The increased amount of nitrogen across the country and this increase in fresh water monitoring sites via intensification such as large scale irrigation schemes has had a significant effect.
Dr Dewes said nitrate travels through the land and one female cow's urine patch alone delivered 1000kg of nitrogen to the hectare. This was too much for the soil, so the nitrogen, which was transferred to nitrate in the soil, ran through to the groundwater.
"The nitrogen bomb" was also influenced by the feed given to stock with 30 per cent more protein than what animals needed. This meant there was a spill over into their urine and then the environment.
"If we have to start constraining nitrogen in our systems we have to ask is grass the best feed for our stock or should we diversify?"
Phosphorus runs across the land like soil run-off, it gets attached to particles or things on farms that run off on storm events.
Meanwhile, pathogens go through and across the land.
Dr Dewes said irrigation and intensification on vulnerable soils, linked to drains, wetlands, rivers, lakes, and eventually coastal food collection environments, meant there was a fully linked system where the paddock pathogens such as cow faeces could find a pathway to the swimming hole or plate.
She said a common zoonotic pathogen would be hosted by the animal and could be transferred from the animal via contact, food, faeces or vehicles such as water.

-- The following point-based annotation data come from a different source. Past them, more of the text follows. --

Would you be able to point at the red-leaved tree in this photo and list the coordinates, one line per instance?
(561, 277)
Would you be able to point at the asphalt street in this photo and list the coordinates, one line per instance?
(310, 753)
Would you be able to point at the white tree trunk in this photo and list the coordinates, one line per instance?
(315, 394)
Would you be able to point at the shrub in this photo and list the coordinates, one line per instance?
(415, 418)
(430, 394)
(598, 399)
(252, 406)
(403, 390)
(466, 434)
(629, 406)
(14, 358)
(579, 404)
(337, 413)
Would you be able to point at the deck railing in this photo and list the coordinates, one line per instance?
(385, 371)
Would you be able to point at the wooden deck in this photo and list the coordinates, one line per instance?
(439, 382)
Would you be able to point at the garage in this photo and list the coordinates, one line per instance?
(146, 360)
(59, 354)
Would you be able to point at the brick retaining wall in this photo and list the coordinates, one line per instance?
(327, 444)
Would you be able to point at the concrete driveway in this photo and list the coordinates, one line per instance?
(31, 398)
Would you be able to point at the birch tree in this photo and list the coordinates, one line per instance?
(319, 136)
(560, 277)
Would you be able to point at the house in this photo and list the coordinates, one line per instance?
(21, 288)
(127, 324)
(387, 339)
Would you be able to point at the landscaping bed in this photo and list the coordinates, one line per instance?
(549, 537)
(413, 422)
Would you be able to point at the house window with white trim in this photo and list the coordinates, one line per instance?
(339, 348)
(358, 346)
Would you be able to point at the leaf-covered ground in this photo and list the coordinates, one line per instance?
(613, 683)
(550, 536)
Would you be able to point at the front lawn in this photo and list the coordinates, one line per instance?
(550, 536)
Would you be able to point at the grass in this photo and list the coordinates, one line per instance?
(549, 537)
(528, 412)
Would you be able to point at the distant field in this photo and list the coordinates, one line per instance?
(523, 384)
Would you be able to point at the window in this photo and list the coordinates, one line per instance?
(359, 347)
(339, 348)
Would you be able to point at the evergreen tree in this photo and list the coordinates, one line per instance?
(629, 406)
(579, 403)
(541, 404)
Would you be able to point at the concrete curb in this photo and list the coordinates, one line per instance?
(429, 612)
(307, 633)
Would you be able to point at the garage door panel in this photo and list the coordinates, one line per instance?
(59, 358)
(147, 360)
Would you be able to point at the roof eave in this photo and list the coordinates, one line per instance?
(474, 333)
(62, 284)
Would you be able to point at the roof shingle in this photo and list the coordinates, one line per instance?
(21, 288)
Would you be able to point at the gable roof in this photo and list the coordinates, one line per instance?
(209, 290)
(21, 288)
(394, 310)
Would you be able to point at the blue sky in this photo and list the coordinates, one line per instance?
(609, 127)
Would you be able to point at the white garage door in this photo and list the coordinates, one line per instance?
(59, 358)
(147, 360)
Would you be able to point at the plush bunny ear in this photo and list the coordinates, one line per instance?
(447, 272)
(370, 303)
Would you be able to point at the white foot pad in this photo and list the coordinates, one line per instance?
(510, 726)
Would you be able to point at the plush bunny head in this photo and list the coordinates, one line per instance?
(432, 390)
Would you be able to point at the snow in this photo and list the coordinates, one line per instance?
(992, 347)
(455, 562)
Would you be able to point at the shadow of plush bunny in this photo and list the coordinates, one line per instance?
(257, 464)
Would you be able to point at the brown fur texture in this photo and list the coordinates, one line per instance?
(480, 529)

To have clean recreational and drinking water sources, bugs needed to be stopped at the source, sediment needed to be kept out, nutrients that grew algae and sucked oxygen needed to be kept away and there needed to be clarity, not turbidity.
To do this Dr Dewes said there needed to be a clear vision for pasture and agriculture in New Zealand.
"We need to stop converting vulnerable soils or there will be a train of damage. We can get more from less and leading farmers have worked this out.
"Several farmers have dropped their stocking rate and are not making any less money."
Dr Dewes said there could be a win-win for rivers and climate if people do a combination of things with a farm system shift.
"We could lower protein in the diet, lower intensity of the system, reduce winter cropping, reduce nitrogen fertiliser and move to more mixed systems with cereal.
"This would give a 30-40 per cent drop in the nitrogen spill over in to the environment and probably pathogens as well."
Looking specifically at pathogens, Dr Dewes said people needed to stop doing "dumb stuff" in "dumb places" like feedlots on gravely, leaky soils.
"Contaminants get directly in contact with sub surface water and we need to get these animals back out of these concentrated points."
Dr Dewes said nationally there needed to be freshwater limits, which were around ecosystem health and not nitrogen and pathogen enriched.